Pekakan pendengaranmu wahai pria angkuh bermata langit.
Kini kau tak perlu lagi melontar janji yang tak pasti.
Dia tak akan memintanya lagi.
Kini kau tak perlu bersusah payah menghindari.
Kini dia sudah pergi.
Satu hari, hanya satu hari yang diminta.
Tapi sekarang tak akan pernah bisa kau beri.

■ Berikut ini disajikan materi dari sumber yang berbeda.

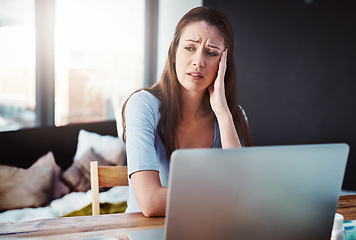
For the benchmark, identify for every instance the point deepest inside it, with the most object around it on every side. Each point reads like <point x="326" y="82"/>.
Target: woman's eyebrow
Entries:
<point x="213" y="46"/>
<point x="197" y="41"/>
<point x="192" y="40"/>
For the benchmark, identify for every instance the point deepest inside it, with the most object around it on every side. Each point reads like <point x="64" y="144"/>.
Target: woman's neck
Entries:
<point x="194" y="105"/>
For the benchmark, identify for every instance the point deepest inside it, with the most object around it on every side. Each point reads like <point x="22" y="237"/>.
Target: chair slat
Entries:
<point x="110" y="176"/>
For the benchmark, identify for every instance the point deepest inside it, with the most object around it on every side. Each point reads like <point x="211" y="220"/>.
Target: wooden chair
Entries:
<point x="105" y="176"/>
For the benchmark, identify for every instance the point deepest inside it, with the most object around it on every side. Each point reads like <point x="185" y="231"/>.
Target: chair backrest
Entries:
<point x="105" y="176"/>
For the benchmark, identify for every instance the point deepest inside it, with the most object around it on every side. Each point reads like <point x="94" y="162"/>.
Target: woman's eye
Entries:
<point x="211" y="53"/>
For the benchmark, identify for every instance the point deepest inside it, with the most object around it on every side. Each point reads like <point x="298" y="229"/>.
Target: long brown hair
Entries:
<point x="168" y="90"/>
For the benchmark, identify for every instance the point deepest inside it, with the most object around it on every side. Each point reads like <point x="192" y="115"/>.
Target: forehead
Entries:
<point x="201" y="31"/>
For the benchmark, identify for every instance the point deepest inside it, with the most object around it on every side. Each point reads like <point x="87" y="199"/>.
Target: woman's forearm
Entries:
<point x="228" y="133"/>
<point x="150" y="195"/>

Kau berjalan seakan tanpa nyawa.
Sembari memandangnya yang kini terbujur diam selamanya.
Apa kau meyesal?
Tak perlu, karena dia sudah tak akan menjadi bebanmu lagi.
Harusnya kau senang.
"Ichi..." Panggil Grimmjow lirih pada sang Kurosaki muda di depannya. Ia tak menyangka bahwa kekasih hatinya akan pergi secepat ini.
Masih pantaskah kau menyebutnya kekasih hati?
"Setahun lalu, ia divonis terjangkit AIDS. Ia mengalami menolong anak kecil yang terjangkit HIV, dan ia tertular dari darah yang terpercik ke lukanya."
Satu tahun yang lalu.
Memori itu berputar dalam benakmu.
Sebulan sebelum pernikahanmu, ia datang padamu dan mengatakna ia rela melepasmu.
Kau terdiam membisu.
Karena saat itu kau juga harus memilih keluargamu.
Ia sudah merelakan hatinya, dan cintanya.
Ia sudah korbankan perasaannya.
Ia sudah meminta sesedikit yang ia bisa.
Namun kau tak kunjung memenuhinya.
Sekarang, ia mengorbankan waktunya.
Ia berikan seumur hidupmu tanpanya.
Kini, pandanglah dia yang tak akan lagi merengek padamu.
Pandanglah sepuas hatimu, dan tak perlu kau menitikkan airmata seperti itu.